Shabahang, The Guardian'a yaptığı açıklamada, "İnternette sürekli olumsuz haber ve bilgilere maruz kaldığımızda, bu durum kendi ölümlülüğümüz ve kendi hayatlarımız üzerindeki kontrolümüz söz konusu olduğunda inançlarımızı tehdit edebilir" dedi.

İNSANLARA YALNIZ OLDUKLARINI HİSSETTİRİYOR

Araştırma ekibine göre bu maruz kalış, "hayatın kırılgan ve sınırlı olduğu, insanların temelde yalnız olduğu ve bireylerin hayatları üzerinde tam kontrole sahip olmadığı" hislerine yol açabilir.
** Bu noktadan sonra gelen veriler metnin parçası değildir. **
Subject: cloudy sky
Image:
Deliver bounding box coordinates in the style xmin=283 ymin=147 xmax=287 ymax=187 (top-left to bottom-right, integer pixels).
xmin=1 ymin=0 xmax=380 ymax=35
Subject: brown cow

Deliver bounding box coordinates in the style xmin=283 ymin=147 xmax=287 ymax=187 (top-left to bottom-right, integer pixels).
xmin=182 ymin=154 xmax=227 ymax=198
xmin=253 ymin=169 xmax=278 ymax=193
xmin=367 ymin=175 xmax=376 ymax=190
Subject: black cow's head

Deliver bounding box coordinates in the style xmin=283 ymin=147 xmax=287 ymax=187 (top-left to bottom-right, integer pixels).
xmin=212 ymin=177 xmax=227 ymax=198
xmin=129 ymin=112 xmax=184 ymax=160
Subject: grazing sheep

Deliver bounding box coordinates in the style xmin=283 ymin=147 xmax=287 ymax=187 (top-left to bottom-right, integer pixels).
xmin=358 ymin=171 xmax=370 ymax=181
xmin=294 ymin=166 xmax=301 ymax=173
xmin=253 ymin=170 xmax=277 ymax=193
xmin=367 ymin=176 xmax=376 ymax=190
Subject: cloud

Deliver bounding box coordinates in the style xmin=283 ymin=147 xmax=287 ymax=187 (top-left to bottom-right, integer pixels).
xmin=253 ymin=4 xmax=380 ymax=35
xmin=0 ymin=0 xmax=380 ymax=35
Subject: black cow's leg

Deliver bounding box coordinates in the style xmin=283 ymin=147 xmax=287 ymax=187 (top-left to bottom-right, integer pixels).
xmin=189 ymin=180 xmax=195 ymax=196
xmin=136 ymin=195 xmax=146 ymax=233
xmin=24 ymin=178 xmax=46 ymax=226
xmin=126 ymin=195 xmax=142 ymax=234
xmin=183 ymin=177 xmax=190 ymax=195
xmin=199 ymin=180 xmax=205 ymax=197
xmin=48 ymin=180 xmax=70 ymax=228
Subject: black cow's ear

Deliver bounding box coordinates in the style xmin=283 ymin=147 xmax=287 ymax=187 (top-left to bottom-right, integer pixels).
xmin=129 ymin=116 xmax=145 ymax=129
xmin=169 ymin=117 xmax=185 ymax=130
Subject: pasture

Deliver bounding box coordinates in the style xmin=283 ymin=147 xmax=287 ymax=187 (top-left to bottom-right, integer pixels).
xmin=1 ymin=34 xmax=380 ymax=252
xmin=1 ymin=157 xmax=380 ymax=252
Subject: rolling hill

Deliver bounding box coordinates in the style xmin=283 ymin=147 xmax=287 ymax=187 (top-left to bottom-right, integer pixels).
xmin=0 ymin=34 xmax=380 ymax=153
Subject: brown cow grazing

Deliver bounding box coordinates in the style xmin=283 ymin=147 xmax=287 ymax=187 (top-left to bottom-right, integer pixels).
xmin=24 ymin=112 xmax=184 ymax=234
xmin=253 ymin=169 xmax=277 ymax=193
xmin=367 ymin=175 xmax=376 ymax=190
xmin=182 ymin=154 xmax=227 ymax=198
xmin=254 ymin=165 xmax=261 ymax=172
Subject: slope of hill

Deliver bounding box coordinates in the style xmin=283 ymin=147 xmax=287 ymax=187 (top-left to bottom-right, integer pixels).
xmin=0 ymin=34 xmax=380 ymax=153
Araştırmaları sonucunda ekip, olumsuz haberlere sürekli maruz kalmanın nihayetinde "dünyanın adaleti ve iyiliğine ilişkin temel varsayımlara" meydan okuduğunu tespit etti. Bununla birlikte çalışma örneklemi araştırmacılara erişilebilirlik ve uygunluklarına göre seçildiğinden ekip, örneklem büyüklüğünün felaket kaydırmasının etkileri hakkında sonuca varmak için yeterince "uygun" olmadığı uyarısında bulunuyor.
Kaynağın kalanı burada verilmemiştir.